Après Le Dernier Samouraï et Blood Diamond, Edward Zwick s'essaie à un autre genre de film. Le problème, c'est que le réalisateur a semblé incapable de choisir entre comédie romantique et mélodrame, et il nous livre un film plutôt brouillon qui ennuie...
Le couple du film n'a d'ailleurs pas grand chose d'innovant. La solitude du personnage de Jake Gyllenhaal ne m'a pas du tout émue, car il faut dire que ce rôle de vilain petit canard est peu crédible.
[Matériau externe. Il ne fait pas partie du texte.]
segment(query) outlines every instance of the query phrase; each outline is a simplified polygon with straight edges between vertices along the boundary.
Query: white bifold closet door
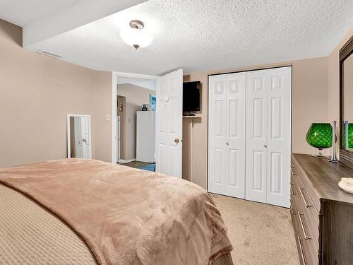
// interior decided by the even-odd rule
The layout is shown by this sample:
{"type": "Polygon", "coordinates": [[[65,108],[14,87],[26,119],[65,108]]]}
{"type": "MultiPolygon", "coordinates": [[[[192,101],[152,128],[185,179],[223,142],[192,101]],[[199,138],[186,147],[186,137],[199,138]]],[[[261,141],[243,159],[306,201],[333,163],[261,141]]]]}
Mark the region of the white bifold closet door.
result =
{"type": "Polygon", "coordinates": [[[208,191],[244,198],[246,74],[209,78],[208,191]]]}
{"type": "Polygon", "coordinates": [[[208,191],[289,206],[292,67],[209,77],[208,191]]]}
{"type": "Polygon", "coordinates": [[[289,206],[292,67],[246,73],[248,200],[289,206]]]}

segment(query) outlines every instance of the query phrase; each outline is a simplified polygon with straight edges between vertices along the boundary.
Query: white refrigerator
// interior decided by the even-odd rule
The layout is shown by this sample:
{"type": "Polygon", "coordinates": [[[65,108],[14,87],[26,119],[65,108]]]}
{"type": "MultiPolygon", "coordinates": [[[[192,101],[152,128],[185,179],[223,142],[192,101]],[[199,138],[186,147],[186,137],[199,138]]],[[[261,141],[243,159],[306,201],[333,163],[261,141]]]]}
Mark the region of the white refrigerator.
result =
{"type": "Polygon", "coordinates": [[[136,161],[155,162],[155,112],[136,112],[136,161]]]}

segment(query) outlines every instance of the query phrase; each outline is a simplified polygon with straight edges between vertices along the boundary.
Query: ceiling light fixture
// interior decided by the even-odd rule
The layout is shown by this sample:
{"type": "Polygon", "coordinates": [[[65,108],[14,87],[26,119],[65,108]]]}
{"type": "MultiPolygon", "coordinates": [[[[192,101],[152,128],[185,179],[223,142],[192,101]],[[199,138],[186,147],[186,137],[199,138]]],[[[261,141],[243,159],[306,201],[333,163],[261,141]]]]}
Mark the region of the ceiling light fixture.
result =
{"type": "Polygon", "coordinates": [[[129,28],[120,31],[120,36],[126,44],[138,49],[152,43],[153,37],[142,30],[145,27],[142,21],[133,20],[130,21],[129,25],[129,28]]]}

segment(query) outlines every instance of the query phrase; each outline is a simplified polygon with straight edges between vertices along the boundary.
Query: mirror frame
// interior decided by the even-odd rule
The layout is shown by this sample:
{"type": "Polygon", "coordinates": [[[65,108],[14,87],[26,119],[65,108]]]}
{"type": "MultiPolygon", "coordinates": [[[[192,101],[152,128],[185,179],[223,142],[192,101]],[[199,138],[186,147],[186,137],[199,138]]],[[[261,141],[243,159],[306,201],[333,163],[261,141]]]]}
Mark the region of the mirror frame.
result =
{"type": "Polygon", "coordinates": [[[353,54],[353,36],[340,49],[340,161],[353,168],[353,152],[343,149],[342,147],[342,128],[343,128],[343,62],[353,54]]]}
{"type": "Polygon", "coordinates": [[[90,158],[92,159],[92,128],[91,128],[91,122],[90,122],[90,115],[84,115],[80,114],[67,114],[67,125],[66,125],[66,150],[67,150],[67,158],[71,158],[71,141],[70,141],[70,117],[88,117],[88,124],[90,127],[90,158]]]}

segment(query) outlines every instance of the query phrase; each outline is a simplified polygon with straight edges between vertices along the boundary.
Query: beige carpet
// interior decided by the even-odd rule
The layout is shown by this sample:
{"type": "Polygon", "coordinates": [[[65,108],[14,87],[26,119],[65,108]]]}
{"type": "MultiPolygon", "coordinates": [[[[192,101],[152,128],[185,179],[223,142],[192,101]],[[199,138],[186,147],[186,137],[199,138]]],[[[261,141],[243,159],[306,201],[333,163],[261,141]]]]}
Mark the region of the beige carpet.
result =
{"type": "Polygon", "coordinates": [[[228,228],[234,265],[298,265],[289,210],[211,194],[228,228]]]}

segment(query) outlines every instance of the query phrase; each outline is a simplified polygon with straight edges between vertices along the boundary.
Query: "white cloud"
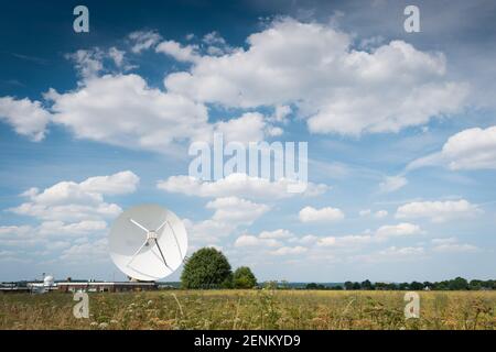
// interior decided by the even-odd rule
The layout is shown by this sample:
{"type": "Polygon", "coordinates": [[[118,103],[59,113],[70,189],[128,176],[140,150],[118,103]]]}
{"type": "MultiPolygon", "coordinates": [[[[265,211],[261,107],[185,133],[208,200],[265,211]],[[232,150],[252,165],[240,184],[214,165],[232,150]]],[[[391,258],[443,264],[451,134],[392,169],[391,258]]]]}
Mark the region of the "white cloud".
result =
{"type": "Polygon", "coordinates": [[[433,222],[444,222],[452,219],[472,218],[482,210],[465,199],[446,201],[413,201],[399,207],[398,219],[428,218],[433,222]]]}
{"type": "Polygon", "coordinates": [[[125,52],[119,51],[117,47],[112,46],[108,50],[108,55],[114,61],[117,67],[121,67],[125,63],[125,52]]]}
{"type": "Polygon", "coordinates": [[[136,31],[129,34],[128,37],[132,43],[131,51],[134,54],[153,47],[162,38],[160,34],[153,31],[136,31]]]}
{"type": "MultiPolygon", "coordinates": [[[[293,197],[294,193],[288,193],[288,186],[294,185],[293,182],[280,178],[270,182],[266,178],[251,177],[246,174],[234,173],[218,180],[204,182],[191,176],[171,176],[157,184],[159,189],[169,193],[180,193],[196,197],[229,197],[237,196],[242,198],[256,199],[282,199],[293,197]]],[[[305,196],[317,196],[324,194],[328,187],[323,184],[309,183],[305,196]]]]}
{"type": "Polygon", "coordinates": [[[183,219],[183,222],[188,238],[196,243],[218,242],[222,238],[228,237],[236,229],[234,224],[212,219],[198,222],[183,219]]]}
{"type": "Polygon", "coordinates": [[[280,245],[281,243],[274,239],[260,239],[251,234],[241,234],[235,241],[235,246],[237,248],[273,248],[280,245]]]}
{"type": "Polygon", "coordinates": [[[67,54],[66,58],[74,61],[76,69],[83,79],[90,79],[98,76],[104,70],[104,52],[99,48],[78,50],[73,54],[67,54]]]}
{"type": "Polygon", "coordinates": [[[422,233],[423,231],[420,229],[419,226],[409,223],[409,222],[401,222],[393,226],[384,226],[377,229],[376,237],[380,239],[386,238],[393,238],[393,237],[405,237],[405,235],[412,235],[422,233]]]}
{"type": "Polygon", "coordinates": [[[373,216],[376,219],[384,219],[384,218],[386,218],[388,216],[388,211],[387,210],[377,210],[376,212],[373,212],[370,209],[364,209],[364,210],[360,210],[358,212],[358,215],[360,217],[373,216]]]}
{"type": "Polygon", "coordinates": [[[36,231],[45,237],[64,237],[101,233],[105,229],[107,222],[101,220],[84,220],[68,224],[62,221],[44,221],[36,231]]]}
{"type": "Polygon", "coordinates": [[[291,239],[294,237],[290,231],[278,229],[273,231],[262,231],[258,235],[260,239],[291,239]]]}
{"type": "Polygon", "coordinates": [[[315,209],[313,207],[304,207],[299,213],[302,222],[334,222],[344,219],[344,213],[337,208],[325,207],[315,209]]]}
{"type": "Polygon", "coordinates": [[[88,193],[103,195],[123,195],[136,190],[140,178],[130,170],[120,172],[110,176],[89,177],[79,184],[88,193]]]}
{"type": "Polygon", "coordinates": [[[295,255],[295,254],[302,254],[308,251],[306,248],[296,245],[296,246],[281,246],[280,249],[277,249],[274,251],[270,251],[269,254],[271,255],[295,255]]]}
{"type": "Polygon", "coordinates": [[[215,209],[212,220],[236,226],[249,226],[270,209],[267,205],[237,197],[216,198],[209,201],[206,208],[215,209]]]}
{"type": "Polygon", "coordinates": [[[348,248],[362,246],[368,243],[378,243],[391,238],[408,237],[423,233],[419,226],[412,223],[399,223],[395,226],[382,226],[374,233],[348,234],[342,237],[324,237],[316,240],[319,246],[348,248]]]}
{"type": "Polygon", "coordinates": [[[171,55],[179,62],[194,63],[198,56],[198,47],[196,45],[181,45],[174,41],[165,41],[157,45],[155,52],[171,55]]]}
{"type": "Polygon", "coordinates": [[[385,250],[373,252],[370,254],[356,255],[352,261],[366,263],[381,263],[381,262],[402,262],[414,261],[425,255],[425,250],[422,246],[389,246],[385,250]]]}
{"type": "Polygon", "coordinates": [[[0,121],[12,125],[17,133],[39,142],[45,136],[51,114],[40,101],[28,98],[15,100],[12,97],[0,98],[0,121]]]}
{"type": "Polygon", "coordinates": [[[226,107],[294,103],[311,132],[354,135],[457,112],[467,92],[446,80],[442,54],[402,41],[369,53],[352,48],[352,36],[331,25],[285,18],[247,42],[247,50],[201,56],[190,72],[165,77],[165,87],[226,107]]]}
{"type": "Polygon", "coordinates": [[[387,176],[386,179],[380,183],[379,190],[382,193],[391,193],[405,187],[408,184],[408,179],[403,176],[387,176]]]}
{"type": "Polygon", "coordinates": [[[496,169],[496,125],[452,135],[441,152],[411,162],[407,169],[446,165],[452,170],[496,169]]]}
{"type": "Polygon", "coordinates": [[[9,210],[50,221],[100,220],[121,212],[119,206],[105,202],[104,196],[131,193],[138,183],[139,177],[129,170],[90,177],[79,184],[61,182],[43,191],[29,189],[22,194],[29,201],[9,210]]]}
{"type": "Polygon", "coordinates": [[[378,210],[374,213],[374,217],[377,219],[382,219],[382,218],[386,218],[387,216],[388,216],[387,210],[378,210]]]}
{"type": "Polygon", "coordinates": [[[364,210],[360,210],[359,212],[358,212],[358,215],[360,216],[360,217],[367,217],[367,216],[369,216],[371,213],[371,210],[370,209],[364,209],[364,210]]]}
{"type": "Polygon", "coordinates": [[[220,121],[215,124],[215,131],[222,133],[225,141],[239,143],[262,141],[267,128],[263,116],[258,112],[247,112],[237,119],[220,121]]]}
{"type": "Polygon", "coordinates": [[[459,243],[455,238],[433,239],[431,242],[434,245],[432,251],[439,253],[473,253],[479,251],[475,245],[459,243]]]}
{"type": "Polygon", "coordinates": [[[317,240],[319,246],[358,246],[373,241],[369,234],[349,234],[343,237],[325,237],[317,240]]]}
{"type": "Polygon", "coordinates": [[[74,244],[63,251],[61,260],[68,264],[88,264],[109,260],[107,239],[74,244]]]}

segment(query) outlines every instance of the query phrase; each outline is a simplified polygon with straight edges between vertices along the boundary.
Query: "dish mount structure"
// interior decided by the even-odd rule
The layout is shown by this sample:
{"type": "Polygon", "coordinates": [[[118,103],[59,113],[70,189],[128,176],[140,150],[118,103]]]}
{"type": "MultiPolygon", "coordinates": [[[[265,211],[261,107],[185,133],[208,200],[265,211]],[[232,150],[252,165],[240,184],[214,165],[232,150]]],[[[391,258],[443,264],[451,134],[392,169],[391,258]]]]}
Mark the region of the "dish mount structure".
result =
{"type": "Polygon", "coordinates": [[[110,257],[132,282],[154,282],[172,274],[187,252],[181,219],[158,205],[122,212],[109,233],[110,257]]]}

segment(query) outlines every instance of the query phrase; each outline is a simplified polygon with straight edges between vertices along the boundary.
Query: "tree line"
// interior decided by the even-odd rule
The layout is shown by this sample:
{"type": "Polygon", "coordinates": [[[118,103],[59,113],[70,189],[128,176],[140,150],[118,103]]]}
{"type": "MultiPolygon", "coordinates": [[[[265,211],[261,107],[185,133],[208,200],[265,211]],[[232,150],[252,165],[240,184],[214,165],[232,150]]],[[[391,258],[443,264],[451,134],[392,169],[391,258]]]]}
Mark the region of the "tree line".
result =
{"type": "Polygon", "coordinates": [[[288,282],[267,282],[258,284],[251,270],[240,266],[233,272],[227,257],[214,248],[203,248],[185,261],[181,274],[181,287],[187,289],[209,288],[254,288],[268,287],[272,289],[346,289],[346,290],[483,290],[496,289],[496,280],[472,279],[463,277],[442,282],[411,282],[411,283],[371,283],[366,279],[362,283],[345,282],[344,284],[323,285],[310,283],[304,286],[293,286],[288,282]]]}

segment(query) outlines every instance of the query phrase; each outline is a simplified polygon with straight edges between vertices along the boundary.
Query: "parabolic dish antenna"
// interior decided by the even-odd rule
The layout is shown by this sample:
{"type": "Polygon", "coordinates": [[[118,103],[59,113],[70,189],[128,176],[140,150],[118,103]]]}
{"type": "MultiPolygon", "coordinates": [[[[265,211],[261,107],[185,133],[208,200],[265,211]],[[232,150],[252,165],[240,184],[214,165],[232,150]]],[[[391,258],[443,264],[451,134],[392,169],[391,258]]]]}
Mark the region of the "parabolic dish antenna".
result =
{"type": "Polygon", "coordinates": [[[141,205],[122,212],[109,234],[110,256],[119,270],[139,280],[172,274],[187,251],[183,222],[157,205],[141,205]]]}

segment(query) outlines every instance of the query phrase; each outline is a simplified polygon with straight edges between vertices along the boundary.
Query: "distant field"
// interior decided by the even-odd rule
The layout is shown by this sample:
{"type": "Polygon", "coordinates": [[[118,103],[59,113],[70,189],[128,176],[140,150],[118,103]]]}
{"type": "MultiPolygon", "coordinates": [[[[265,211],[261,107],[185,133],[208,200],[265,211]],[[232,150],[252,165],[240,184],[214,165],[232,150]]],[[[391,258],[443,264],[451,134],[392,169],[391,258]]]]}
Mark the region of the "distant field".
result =
{"type": "Polygon", "coordinates": [[[496,329],[496,292],[170,290],[89,294],[89,319],[71,294],[0,295],[0,329],[496,329]]]}

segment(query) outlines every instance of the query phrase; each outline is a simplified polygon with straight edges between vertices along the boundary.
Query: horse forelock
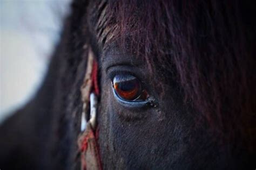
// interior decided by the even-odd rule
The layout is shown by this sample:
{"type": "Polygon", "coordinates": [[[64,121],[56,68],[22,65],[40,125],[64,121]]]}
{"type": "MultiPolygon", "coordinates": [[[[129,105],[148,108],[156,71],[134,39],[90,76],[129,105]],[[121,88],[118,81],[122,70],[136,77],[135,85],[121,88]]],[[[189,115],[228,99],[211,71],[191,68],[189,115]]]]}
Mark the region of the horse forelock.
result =
{"type": "Polygon", "coordinates": [[[118,42],[143,58],[152,75],[157,67],[168,73],[185,102],[201,113],[198,120],[222,138],[252,137],[247,118],[256,105],[255,77],[250,78],[255,51],[245,37],[238,2],[102,1],[96,6],[94,32],[102,49],[118,42]]]}

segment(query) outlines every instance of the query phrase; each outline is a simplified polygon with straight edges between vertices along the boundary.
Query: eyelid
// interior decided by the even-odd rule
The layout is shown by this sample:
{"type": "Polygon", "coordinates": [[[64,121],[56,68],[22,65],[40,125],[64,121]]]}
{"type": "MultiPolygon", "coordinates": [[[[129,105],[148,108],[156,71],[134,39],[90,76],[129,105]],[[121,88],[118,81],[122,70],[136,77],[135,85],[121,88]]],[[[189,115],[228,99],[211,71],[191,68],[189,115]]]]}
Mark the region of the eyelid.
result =
{"type": "Polygon", "coordinates": [[[123,105],[125,107],[129,108],[142,108],[145,107],[149,103],[149,100],[145,101],[126,101],[120,98],[117,94],[114,88],[112,87],[113,94],[115,98],[117,99],[117,102],[120,104],[123,105]]]}

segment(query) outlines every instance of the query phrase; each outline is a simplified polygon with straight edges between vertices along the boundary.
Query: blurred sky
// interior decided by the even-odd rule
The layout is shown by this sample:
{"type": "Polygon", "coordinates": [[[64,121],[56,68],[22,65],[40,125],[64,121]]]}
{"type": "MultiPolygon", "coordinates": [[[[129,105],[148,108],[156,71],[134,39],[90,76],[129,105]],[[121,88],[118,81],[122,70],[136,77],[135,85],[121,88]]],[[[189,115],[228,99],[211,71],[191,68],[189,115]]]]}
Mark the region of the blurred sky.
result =
{"type": "Polygon", "coordinates": [[[45,76],[70,0],[0,0],[0,123],[45,76]]]}

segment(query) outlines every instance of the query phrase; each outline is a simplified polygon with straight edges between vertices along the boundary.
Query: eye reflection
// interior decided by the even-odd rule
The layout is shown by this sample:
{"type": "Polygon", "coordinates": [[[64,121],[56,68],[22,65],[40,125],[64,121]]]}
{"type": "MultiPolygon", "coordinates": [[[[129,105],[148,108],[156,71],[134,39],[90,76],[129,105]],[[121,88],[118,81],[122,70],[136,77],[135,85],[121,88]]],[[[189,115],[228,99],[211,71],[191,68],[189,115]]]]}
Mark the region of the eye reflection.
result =
{"type": "Polygon", "coordinates": [[[113,80],[113,88],[118,97],[125,101],[144,101],[148,97],[140,81],[131,75],[117,75],[113,80]]]}

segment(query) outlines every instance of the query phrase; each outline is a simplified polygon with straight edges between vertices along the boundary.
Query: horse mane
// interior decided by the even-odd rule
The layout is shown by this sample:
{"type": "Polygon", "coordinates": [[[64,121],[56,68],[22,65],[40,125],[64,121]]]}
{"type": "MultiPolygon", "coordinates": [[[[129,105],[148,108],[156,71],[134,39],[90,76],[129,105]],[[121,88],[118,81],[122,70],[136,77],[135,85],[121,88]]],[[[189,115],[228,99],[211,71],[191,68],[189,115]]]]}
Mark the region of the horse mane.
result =
{"type": "Polygon", "coordinates": [[[240,138],[251,146],[255,143],[256,39],[251,4],[109,3],[105,25],[118,25],[112,40],[118,38],[120,48],[127,51],[129,40],[130,53],[144,58],[154,76],[156,66],[167,71],[166,76],[181,87],[184,101],[199,113],[195,115],[199,124],[205,120],[218,140],[240,138]]]}

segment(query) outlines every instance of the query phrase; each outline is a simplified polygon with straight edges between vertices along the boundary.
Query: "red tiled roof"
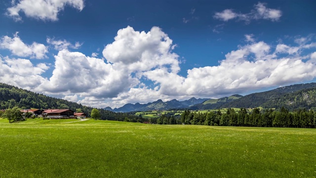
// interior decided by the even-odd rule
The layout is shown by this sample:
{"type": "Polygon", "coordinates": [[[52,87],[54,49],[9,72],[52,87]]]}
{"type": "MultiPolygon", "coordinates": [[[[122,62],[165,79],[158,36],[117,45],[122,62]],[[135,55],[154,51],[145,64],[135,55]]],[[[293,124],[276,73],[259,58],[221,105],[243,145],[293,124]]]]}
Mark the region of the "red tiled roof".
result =
{"type": "Polygon", "coordinates": [[[35,112],[36,111],[38,111],[40,109],[29,109],[29,111],[33,111],[33,112],[35,112]]]}
{"type": "Polygon", "coordinates": [[[56,109],[55,111],[53,111],[52,112],[48,112],[47,113],[61,113],[63,112],[67,111],[71,111],[70,109],[56,109]]]}
{"type": "Polygon", "coordinates": [[[20,111],[22,112],[25,112],[25,113],[27,113],[27,112],[31,112],[31,113],[34,113],[34,112],[32,111],[31,109],[30,110],[21,110],[20,111]]]}
{"type": "Polygon", "coordinates": [[[50,113],[52,112],[56,111],[59,109],[47,109],[45,110],[45,111],[43,111],[43,113],[50,113]]]}

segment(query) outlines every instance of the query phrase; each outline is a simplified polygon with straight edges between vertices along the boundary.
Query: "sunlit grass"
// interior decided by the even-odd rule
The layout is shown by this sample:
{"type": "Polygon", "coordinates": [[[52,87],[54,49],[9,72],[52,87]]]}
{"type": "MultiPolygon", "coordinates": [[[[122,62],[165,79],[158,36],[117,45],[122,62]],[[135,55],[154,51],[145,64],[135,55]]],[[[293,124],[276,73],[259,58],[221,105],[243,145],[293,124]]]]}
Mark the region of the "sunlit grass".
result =
{"type": "Polygon", "coordinates": [[[0,119],[10,177],[316,177],[316,130],[0,119]]]}

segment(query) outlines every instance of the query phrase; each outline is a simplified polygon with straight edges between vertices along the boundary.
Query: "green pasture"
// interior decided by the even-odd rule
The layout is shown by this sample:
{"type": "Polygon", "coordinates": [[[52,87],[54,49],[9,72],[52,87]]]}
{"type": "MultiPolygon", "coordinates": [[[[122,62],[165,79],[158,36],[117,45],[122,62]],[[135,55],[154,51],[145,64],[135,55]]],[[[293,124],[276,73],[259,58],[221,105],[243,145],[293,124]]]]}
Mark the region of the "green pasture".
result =
{"type": "Polygon", "coordinates": [[[316,129],[74,121],[0,119],[0,177],[316,177],[316,129]]]}

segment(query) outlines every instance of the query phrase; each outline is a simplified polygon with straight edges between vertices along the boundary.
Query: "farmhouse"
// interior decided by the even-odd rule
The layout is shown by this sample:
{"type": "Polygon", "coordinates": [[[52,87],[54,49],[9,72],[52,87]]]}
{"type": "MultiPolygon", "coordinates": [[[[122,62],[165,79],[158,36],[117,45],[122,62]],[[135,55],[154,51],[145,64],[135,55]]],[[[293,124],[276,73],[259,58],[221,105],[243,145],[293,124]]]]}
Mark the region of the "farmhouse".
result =
{"type": "Polygon", "coordinates": [[[31,113],[32,115],[38,116],[41,115],[42,112],[44,110],[41,110],[40,109],[23,109],[20,111],[23,113],[23,115],[25,114],[27,112],[31,113]]]}
{"type": "Polygon", "coordinates": [[[85,114],[83,113],[75,113],[74,114],[75,117],[77,118],[85,118],[85,114]]]}
{"type": "Polygon", "coordinates": [[[74,112],[70,109],[48,109],[42,114],[49,118],[69,118],[74,117],[74,112]]]}

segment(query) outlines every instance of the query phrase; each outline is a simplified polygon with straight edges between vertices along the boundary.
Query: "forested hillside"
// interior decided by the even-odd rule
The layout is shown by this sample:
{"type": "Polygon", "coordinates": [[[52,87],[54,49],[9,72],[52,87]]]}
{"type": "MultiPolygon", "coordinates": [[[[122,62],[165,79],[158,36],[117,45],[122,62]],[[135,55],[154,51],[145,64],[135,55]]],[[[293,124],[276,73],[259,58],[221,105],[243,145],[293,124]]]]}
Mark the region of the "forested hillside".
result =
{"type": "Polygon", "coordinates": [[[284,107],[290,110],[299,108],[316,109],[316,88],[304,89],[284,94],[269,100],[264,103],[262,106],[276,108],[284,107]]]}
{"type": "MultiPolygon", "coordinates": [[[[300,104],[292,105],[287,105],[285,103],[281,102],[284,101],[282,98],[285,96],[288,99],[296,95],[294,93],[299,92],[301,90],[308,89],[316,88],[316,83],[310,83],[305,84],[297,84],[289,86],[278,88],[269,91],[258,92],[250,94],[241,97],[238,99],[235,100],[232,102],[224,104],[221,106],[222,108],[254,108],[263,106],[267,108],[280,108],[281,106],[291,109],[297,109],[300,106],[307,107],[306,109],[310,109],[311,107],[313,107],[312,105],[304,103],[308,101],[308,100],[301,100],[300,104]],[[291,96],[292,94],[294,94],[291,96]]],[[[310,93],[311,94],[311,93],[310,93]]],[[[311,94],[310,94],[311,95],[311,94]]],[[[308,101],[309,102],[309,101],[308,101]]]]}
{"type": "MultiPolygon", "coordinates": [[[[21,109],[70,109],[76,111],[80,109],[90,116],[93,108],[82,105],[74,102],[45,96],[42,94],[19,89],[17,87],[0,83],[0,109],[12,108],[17,106],[21,109]]],[[[99,109],[101,119],[123,121],[128,117],[136,122],[138,117],[130,115],[127,113],[117,113],[113,111],[99,109]]]]}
Quant à la maladie de Parkinson, si elle est abordée de manière touchante et amusante lors d'une conférence, ni le scénario, ni Anne Hathaway n'en ont fait quelque chose de profond. Le réalisateur va même jusqu'à rompre la prise de conscience suggérée en inventant une discussion improbable entre Jake et le mari d'une malade.
Je tiens tout de même à féliciter Gyllenhaal et Hathaway, qui ont tous deux été nominés aux Golden Globes pour ce film en tant que meilleurs acteurs. Être reconnu dans le septième art pour une interprétation monotone de personnages creux, il fallait le faire! A moins que le torse de Gyllenhaal (qui a bien conservé les muscles pris pour Prince of Persia) et les seins d'Hathaway y soient pour quelque chose? Mais voyons le coté positif: Love, et autres drogues a au moins le mérite de décomplexer le nu dans les comédies romantiques grand public, et on ne va pas s'en plaindre.
2 commentaires
Pas mal du tout ce blog.
Pour ce film, je pensais aussi à un aspect qu'on retrouve souvent et de plus en plus dans les films (surtout "comédies romantiques") : confinement des acteurs dans leurs appartements ou dans un lieu pour consommer. Sauf pour les quelques scènes à l'hôpital mais c'est comme l'intrigue du film, début d'idée abandonnée.